>>2170493You would learn pretty quickly, most people here who have read a few books would. Fowl and small animals are shockingly easy to kill and eat, not to mention the sheer amount of fish there would be.
Food would be a problem for about a week and then you'd find a rhythm. Shelter would be difficult if you're placed in a hostile climate, but assuming you get dropped in spring to make it fair, you could also slowly migrate south and find temp shelter each night.
The real long term risks would be injury, disease, and malnutrition. The first is impossible to prevent against so it's a moot point. The second is preventable since a) you're not around any other humans and b) you can make sure to properly cook and prepare your food + basic hygiene. The last point is negligible since you are a modern human that understands nutrients. In winter you could eat organs like the liver of the animals you hunt. In summer there would be plenty of wild herbs worth eating, even dandelion leaves to tide you over, but you'd find better alternatives just by watching what other animals like to eat.

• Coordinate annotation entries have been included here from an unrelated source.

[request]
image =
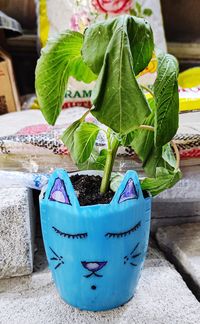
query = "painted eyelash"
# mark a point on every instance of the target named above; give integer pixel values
(123, 234)
(73, 236)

The reality is that while it would be hard to survive, it isn't anything you couldn't learn. If our moronic braindead ancestors survived, so you can you. Even better, you're smarter than them by order of magnitude. You understand basic biology, physics, math, food science, weather science. You know from understanding history what weapons work and which don't. You can read and write so that you are entertained during those long winters.
Actually, the greatest threat would probably be loneliness. We'd all probably suicide after being alone for a decade or so.